Test whether US uploads more videos
Company: LinkedIn
Role: Data Scientist
Category: Analytics & Experimentation
Difficulty: easy
Interview Round: Technical Screen
You want to evaluate the hypothesis:
> “US members upload more videos than non‑US members.”
You have:
### Table: `video_posts`
| column | type |
|---|---|
| post_date | DATE |
| memberid | BIGINT |
| video_length | INT |
### Table: `members`
| column | type |
|---|---|
| memberid | BIGINT |
| country | STRING |
| join_date | DATE |
Assume you are analyzing a fixed window (e.g., **2018-12-01 to 2018-12-31**, inclusive), but your approach should generalize.
**Task:** Propose a rigorous analysis plan to answer the question.
Your plan must include:
1. **Metric definitions** (at least one primary metric and at least two diagnostics/guardrails). For example, decide whether to compare:
- total uploads,
- uploads per member,
- uploads per active member,
- uploads per member-day (exposure-adjusted), etc.
2. How you will handle key confounders such as:
- different numbers of members in each group,
- different member tenure (new vs old accounts),
- different activity levels and seasonality.

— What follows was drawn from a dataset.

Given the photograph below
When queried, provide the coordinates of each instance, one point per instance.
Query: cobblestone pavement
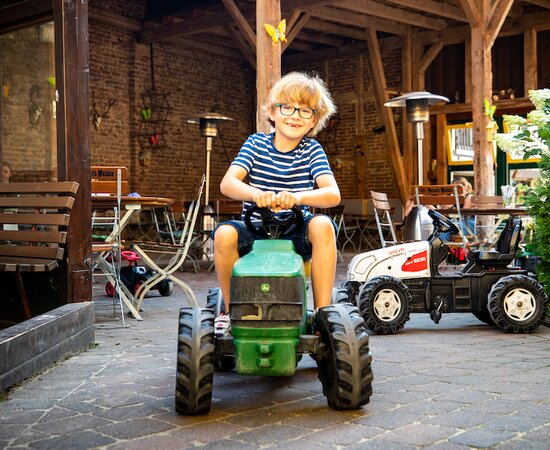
(459, 384)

3. A statistical approach to quantify uncertainty (e.g., confidence intervals, hypothesis tests, regression model), and when you would prefer each.
4. At least one **failure mode** (e.g., Simpson’s paradox from tenure differences) and how you’d detect it.
You may include example SQL/Python pseudocode to compute the metrics, but the focus is on correct experimental/observational analysis design and interpretation.
Quick Answer: This question evaluates a data scientist's competency in observational analytics, metric definition, confounder identification and control, and statistical inference for comparing user-generated content across populations.